Дулеб записал еще: "Между правом и прихотью, между обусловленностью и случаем следует искать истоки веры. Истоки веры всегда неуловимы, но только они истинны и достойны удивления".
Слово "удивление" насторожило лекаря. Он перечитал написанное, и ему вдруг стало ясно, что думал он совершенно о другом. Старался оправдаться неизвестно перед кем и неведомо в чем. Прятал между строк и между слов что-то новое для себя, тревожное, может и греховное. Поэтому взял нож и решительно соскоблил все написанное. А затем торопливо, так, будто хотел скрыть малейшие следы, написал: "Войны не ведутся ради жалости".
И снова соскоблил пергамен, долго сидел, рука писала сама, когда же всмотрелся в написанное, ужаснулся. Там стояло поверх всех следов недавно написанного и стертого: "Из уст окаменевших разворошенная суть выйдет, потому что знакомых ног порог дождался". А за ним: "Она - родная сестра головокружению".
Дулеб встал, немного постоял, боясь взглянуть хотя бы на то, что написал. Уже темнело, вскоре ни читать, ни писать не будет возможности, да и хватит уже ему писать, если это граничит с сумасшествием. Он снова присел над харатьями. Переворачивал их так и сяк. Это можно было бы назвать и не просто безумием, а безумием беспорядочным, что ли. Рядом (а может быть, сверху) "Что же можно поделать, имея лишь одного бога?" прочитывалось: "Я твой дух люблю", а к словам "Тогда кто же свободен, а кто раб?" дописана какая-то бессмыслица: "Расцветший соблазн, как это видение поцеловать".
И из всех этих бессмысленно-легковесных палимпсестов высвечивались лукавой синевой глаза, которые Дулеб увидел словно бы только что, в которые заглянул и не испугался девушки, разбуженный от сна, девушки, которая, казалось, и не ведала сна, да к тому же лишила его и других.

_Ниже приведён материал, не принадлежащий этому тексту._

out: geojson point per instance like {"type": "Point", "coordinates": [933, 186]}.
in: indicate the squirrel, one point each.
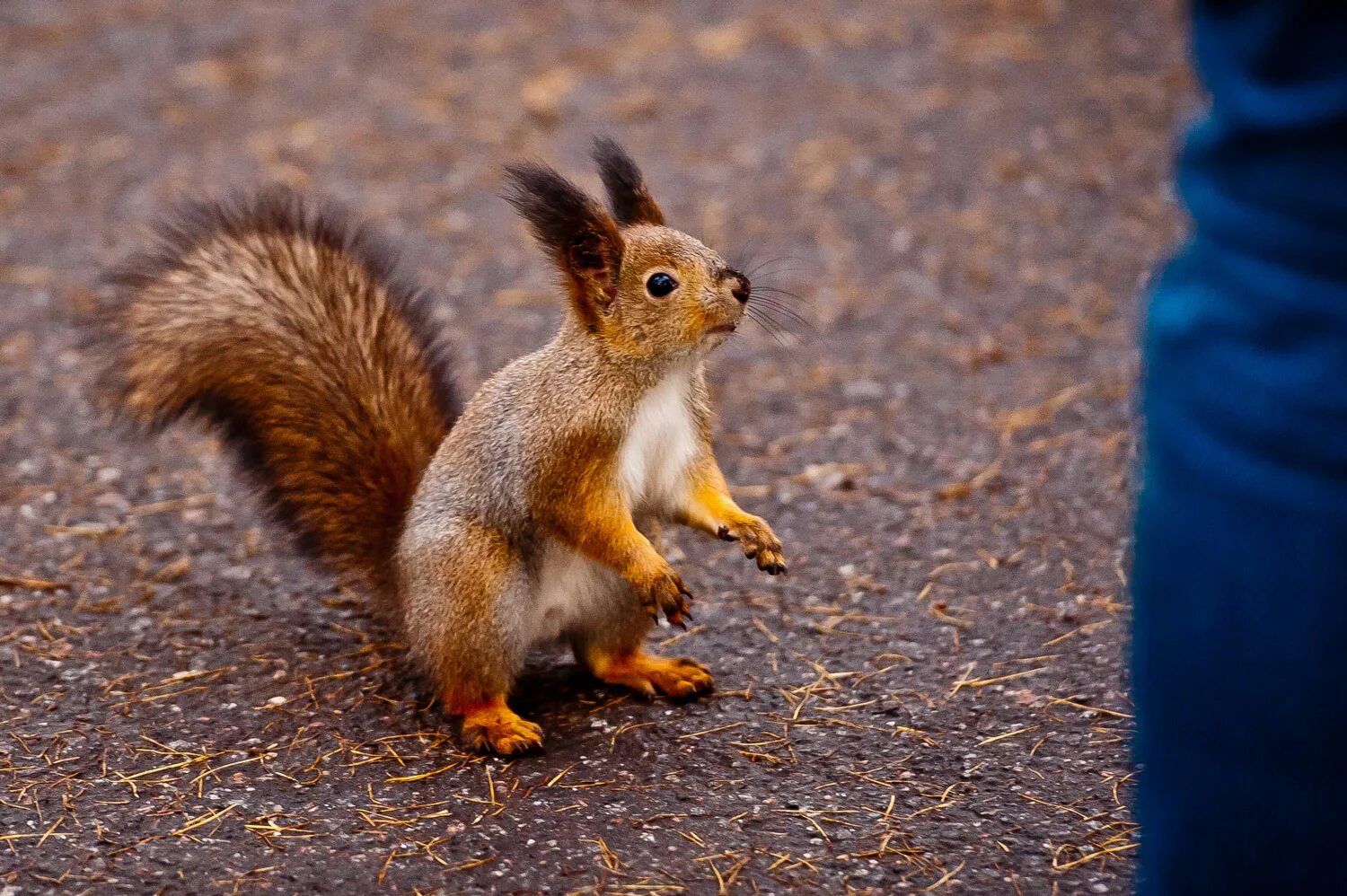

И его тоже?
Это было очень угрожающим. Что у него могло быть общего с Ойкой? Думал лишь про Марию, в тягчайшие минуты одиночества возвращался в воспоминаниях к тем, таким далеким теперь и словно бы даже ненастоящим годам счастья, когда они пугливо-сладко укрывались от всех на свете; он уносился в воспоминаниях к их незабываемым ночам, безжалостно разделяемых благопристойностью дней, которые, увы, положили конец ночам, уничтожили их навсегда и навеки.
До сих пор у него была Мария, одна, единственная... Но ведь сам он написал: "Что можно поделать, имея лишь одного бога?" Нет, это не про Марию, это про князей, про суету киевского Изяслава и его бояр, про то, что за лесами поднимается новый человек, к которому должны тянуться взгляды и сердца, потому что он стремится объединить все разъединенное так противоестественно.